Googleは消費者の生活の中で何らかの意図がはたらいている瞬間を「マイクロ・モーメント(Micro-Moments)」と定義しています。具体的には、I-want-to-do(したい)、I-want-to-know(知りたい)、I-want-to-go(行きたい)、I-want-to-buy(買いたい)という4つの瞬間です。
スマートフォン(スマホ)をはじめとするモバイル機器の普及の影響で、今、マイクロ・モーメントに大きな変化が起こっています。それは、消費者が「〜したい」と思った瞬間、手元ですぐに情報を検索・収集し、直ちにアクションにつなげることができるようになったという変化です。そして、この変化にどう対応すべきかというのが今日のお話の主旨です。

トピック1「インサイトの掌握」
定常的に消費者の行動と意識を把握

トピック2「戦略的なコンテンツの仕分け」
目的と用途に応じたコンテンツ制作

トピック3「コンテンツの活用法」

エンゲージメントモデルの構築

まずはトピック1「インサイトの掌握」について。これまでのブランドメッセージは、たくさんある伝えたいことを削ぎ落として削ぎ落とした末に一つに絞った強いメッセージをマスメディアを通じて伝える手法が一般的でしたが、受け手は常に広告を集中して見ている訳ではない上に、興味のないものは無意識にスルーしているのが今の状況です。

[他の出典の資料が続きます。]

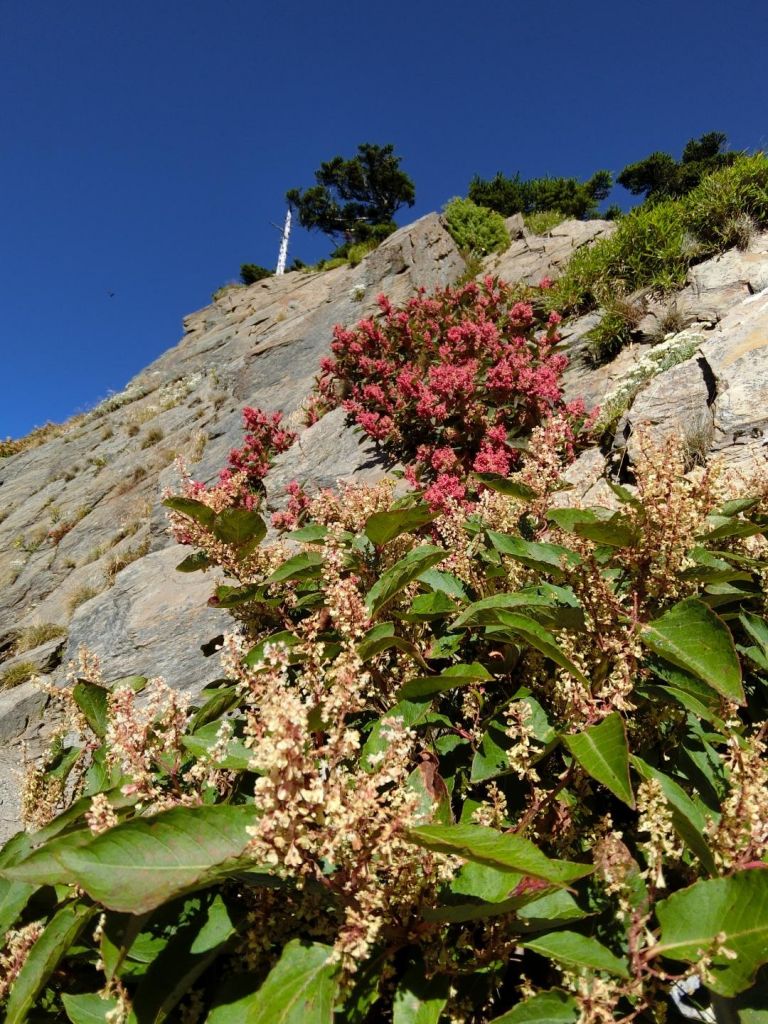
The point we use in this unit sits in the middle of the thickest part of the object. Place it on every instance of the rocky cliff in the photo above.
(83, 545)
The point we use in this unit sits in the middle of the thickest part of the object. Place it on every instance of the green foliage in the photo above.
(476, 229)
(609, 336)
(715, 212)
(19, 673)
(353, 198)
(443, 737)
(567, 196)
(542, 223)
(251, 272)
(659, 176)
(654, 245)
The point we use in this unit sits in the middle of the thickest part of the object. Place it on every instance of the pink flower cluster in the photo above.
(239, 484)
(448, 381)
(264, 438)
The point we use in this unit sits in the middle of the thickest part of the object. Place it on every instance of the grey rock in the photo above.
(326, 454)
(102, 475)
(532, 257)
(153, 622)
(19, 708)
(677, 402)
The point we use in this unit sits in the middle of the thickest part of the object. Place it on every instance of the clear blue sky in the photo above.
(146, 146)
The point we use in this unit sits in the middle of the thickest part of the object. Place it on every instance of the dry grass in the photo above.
(79, 596)
(119, 561)
(16, 675)
(152, 437)
(34, 636)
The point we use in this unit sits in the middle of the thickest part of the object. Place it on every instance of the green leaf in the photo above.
(231, 597)
(523, 628)
(400, 574)
(382, 637)
(691, 636)
(306, 563)
(757, 628)
(601, 750)
(600, 525)
(489, 884)
(434, 800)
(732, 909)
(543, 912)
(550, 558)
(314, 532)
(418, 999)
(194, 562)
(484, 610)
(202, 937)
(491, 758)
(443, 583)
(220, 701)
(449, 679)
(384, 526)
(553, 1007)
(687, 819)
(502, 850)
(13, 898)
(725, 526)
(239, 526)
(59, 934)
(256, 654)
(432, 605)
(576, 949)
(92, 699)
(88, 1009)
(141, 863)
(193, 509)
(237, 757)
(299, 989)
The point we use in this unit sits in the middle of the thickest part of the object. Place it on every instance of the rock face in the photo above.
(83, 542)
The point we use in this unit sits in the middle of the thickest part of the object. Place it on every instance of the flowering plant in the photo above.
(458, 769)
(453, 382)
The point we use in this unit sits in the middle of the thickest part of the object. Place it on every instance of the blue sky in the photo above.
(145, 147)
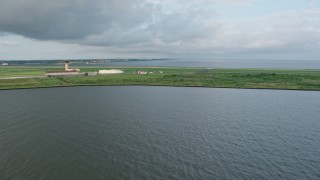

ゆえに、まずはブランドメッセージそのものを認識していただき、さらにその先の興味関心を抱いていただくためには、消費者の日常生活をしっかり把握し、それをメッセージ開発に活かす必要があります。つまり、彼らがどういうものを信じて生活していて、何を見聞きしてアクションしているのか、どういうきっかけを与えられればブランドメッセージを好意的に受けとってくれるのか、そのようなインサイト(本音)を考えることがすべての出発点になります。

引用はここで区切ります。